Redakcja, World Boxing News

2013-12-11

Dopiero przedwczoraj informowaliśmy Was o tym, że 21 grudnia w Moskwie może dojść do rewanżu Roya Jonesa Jr (56-8, 40 KO) z Jamesem Toneyem (76-9-3, 46 KO). Obaj panowie skrzyżowali już rękawice blisko dwie dekady temu - w listopadzie 1994 roku. Byli jeszcze obaj niepokonani, a Jones pokonał Toneya wysoko na punkty, posyłając go nawet raz na deski.

Popularny "Lights Out" od tamtej pory domagał się drugiej potyczki, pałając żądzą rewanżu. Na wieść o takiej możliwości wypalił w swoim stylu kilka "uprzejmości" w kierunku dawnego rywala.

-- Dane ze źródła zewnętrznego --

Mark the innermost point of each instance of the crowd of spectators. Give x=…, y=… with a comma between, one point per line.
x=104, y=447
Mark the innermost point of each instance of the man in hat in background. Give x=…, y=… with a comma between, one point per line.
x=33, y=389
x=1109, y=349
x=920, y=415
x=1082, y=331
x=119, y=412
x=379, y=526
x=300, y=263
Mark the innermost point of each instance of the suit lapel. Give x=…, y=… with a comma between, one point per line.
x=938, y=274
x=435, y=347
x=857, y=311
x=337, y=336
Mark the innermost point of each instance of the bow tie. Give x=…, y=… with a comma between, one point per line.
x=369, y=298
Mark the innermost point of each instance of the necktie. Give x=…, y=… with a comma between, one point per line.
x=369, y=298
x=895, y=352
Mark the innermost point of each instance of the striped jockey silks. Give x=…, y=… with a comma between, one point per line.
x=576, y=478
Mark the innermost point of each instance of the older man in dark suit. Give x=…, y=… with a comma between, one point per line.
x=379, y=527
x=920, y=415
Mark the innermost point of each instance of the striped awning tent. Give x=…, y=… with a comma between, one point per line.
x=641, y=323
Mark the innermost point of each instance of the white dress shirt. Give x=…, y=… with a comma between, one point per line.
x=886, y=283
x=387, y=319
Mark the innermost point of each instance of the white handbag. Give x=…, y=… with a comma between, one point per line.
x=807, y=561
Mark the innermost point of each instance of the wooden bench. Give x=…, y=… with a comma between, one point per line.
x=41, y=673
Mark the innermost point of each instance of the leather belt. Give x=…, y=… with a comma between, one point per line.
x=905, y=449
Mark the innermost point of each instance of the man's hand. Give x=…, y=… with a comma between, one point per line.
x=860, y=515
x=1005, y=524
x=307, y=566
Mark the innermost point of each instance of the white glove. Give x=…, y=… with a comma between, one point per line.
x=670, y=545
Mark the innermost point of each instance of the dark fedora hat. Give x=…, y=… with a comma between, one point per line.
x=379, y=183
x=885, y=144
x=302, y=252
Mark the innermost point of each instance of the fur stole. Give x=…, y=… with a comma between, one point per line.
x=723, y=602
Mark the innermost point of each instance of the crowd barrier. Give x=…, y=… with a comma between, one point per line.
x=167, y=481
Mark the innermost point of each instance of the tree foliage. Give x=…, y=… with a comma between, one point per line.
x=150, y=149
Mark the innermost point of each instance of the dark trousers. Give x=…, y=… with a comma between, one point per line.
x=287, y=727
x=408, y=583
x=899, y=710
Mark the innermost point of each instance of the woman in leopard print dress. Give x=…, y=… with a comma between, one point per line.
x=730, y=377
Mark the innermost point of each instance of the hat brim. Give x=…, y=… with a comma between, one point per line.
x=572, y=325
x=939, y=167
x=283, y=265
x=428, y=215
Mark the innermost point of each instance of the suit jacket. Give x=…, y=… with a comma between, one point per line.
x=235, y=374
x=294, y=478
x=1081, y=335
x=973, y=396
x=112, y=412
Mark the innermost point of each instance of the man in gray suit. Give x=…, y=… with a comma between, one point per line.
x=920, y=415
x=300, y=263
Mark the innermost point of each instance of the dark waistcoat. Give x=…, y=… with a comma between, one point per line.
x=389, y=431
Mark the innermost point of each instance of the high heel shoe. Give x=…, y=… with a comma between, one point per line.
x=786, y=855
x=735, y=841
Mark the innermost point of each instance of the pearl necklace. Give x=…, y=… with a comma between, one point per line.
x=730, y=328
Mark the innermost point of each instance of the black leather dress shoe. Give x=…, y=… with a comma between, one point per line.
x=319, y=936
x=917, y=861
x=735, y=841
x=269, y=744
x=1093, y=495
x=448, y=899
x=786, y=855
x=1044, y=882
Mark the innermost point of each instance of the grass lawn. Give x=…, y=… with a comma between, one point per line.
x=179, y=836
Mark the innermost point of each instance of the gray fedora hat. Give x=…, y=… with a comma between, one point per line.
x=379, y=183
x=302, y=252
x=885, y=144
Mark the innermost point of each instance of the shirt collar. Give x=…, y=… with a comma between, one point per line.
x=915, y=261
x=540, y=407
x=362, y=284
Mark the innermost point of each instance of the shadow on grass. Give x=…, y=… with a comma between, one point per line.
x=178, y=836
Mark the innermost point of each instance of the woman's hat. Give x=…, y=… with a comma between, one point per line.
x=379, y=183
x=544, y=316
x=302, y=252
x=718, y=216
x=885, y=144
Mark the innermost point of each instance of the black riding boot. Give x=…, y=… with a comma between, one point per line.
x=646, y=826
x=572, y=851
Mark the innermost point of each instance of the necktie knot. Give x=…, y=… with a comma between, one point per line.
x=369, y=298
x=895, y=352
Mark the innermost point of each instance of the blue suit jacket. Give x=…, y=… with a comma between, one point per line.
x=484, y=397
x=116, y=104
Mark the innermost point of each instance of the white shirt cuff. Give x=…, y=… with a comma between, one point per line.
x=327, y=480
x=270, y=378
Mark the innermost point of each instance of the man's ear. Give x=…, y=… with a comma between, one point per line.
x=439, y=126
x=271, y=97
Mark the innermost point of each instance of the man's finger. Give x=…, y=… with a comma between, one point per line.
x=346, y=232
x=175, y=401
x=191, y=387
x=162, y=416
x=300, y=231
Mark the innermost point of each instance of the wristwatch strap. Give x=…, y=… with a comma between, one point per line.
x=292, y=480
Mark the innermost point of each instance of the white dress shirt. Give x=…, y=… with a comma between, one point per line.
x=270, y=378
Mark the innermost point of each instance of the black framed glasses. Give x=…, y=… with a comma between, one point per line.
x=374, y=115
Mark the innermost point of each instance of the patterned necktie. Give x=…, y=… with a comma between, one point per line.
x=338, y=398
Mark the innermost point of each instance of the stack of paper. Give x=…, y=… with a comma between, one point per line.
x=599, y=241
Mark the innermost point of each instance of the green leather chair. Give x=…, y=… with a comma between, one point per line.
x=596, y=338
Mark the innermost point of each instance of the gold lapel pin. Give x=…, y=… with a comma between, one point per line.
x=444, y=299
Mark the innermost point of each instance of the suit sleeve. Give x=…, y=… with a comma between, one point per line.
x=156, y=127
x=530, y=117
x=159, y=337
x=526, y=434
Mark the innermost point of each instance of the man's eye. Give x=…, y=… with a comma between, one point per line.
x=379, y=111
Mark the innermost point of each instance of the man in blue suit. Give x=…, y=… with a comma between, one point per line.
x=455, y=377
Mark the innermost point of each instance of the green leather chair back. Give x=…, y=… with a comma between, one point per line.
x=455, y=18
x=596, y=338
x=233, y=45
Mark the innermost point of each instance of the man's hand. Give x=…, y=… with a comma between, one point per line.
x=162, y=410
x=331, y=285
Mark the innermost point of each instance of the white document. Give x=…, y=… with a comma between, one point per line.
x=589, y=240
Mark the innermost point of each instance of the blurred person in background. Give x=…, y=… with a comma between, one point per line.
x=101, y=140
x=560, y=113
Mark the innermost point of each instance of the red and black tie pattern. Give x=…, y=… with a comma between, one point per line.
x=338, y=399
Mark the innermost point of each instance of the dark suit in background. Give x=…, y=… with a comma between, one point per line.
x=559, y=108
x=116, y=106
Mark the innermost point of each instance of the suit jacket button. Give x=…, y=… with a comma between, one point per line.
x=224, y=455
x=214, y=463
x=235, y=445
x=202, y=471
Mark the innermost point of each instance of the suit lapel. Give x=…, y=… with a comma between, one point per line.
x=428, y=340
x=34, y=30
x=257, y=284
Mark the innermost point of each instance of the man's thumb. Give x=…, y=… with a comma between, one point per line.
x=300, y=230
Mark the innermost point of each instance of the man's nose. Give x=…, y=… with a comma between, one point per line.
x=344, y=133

- Po prostu nie mogę w to uwierzyć. Temu tchórzowi w końcu wyrosły jaja by zmierzyć się ze mną ponownie. Czekam na to od blisko dwudziestu lat. Jak tylko dostanę kontrakt, od razu go podpisuję. Mam więc nadzieję Roy, że nie uciekniesz jak wcześniej. Przygotuj się, bo przyjeżdżam spuścić ci mocny wp....l. Obiecuję ci to - powiedział Toney.

- Znam Jamesa od dawna, ale nigdy jeszcze nie widziałem go tak zmotywowanego i zdeterminowanego. Może tylko z wyjątkiem walki z Evanderem Holyfieldem. On naprawdę od dwóch dekad myśli o tym rewanżu - przyznał bliski przyjaciel i współpracownik boksera, John Arthur.

- Czekamy na odpowiedź ze strony Władimira Hriunowa, ale zastrzegam, że cały nasz obóz jest na tak - dodał menadżer Toneya, Steve Tannenbaum.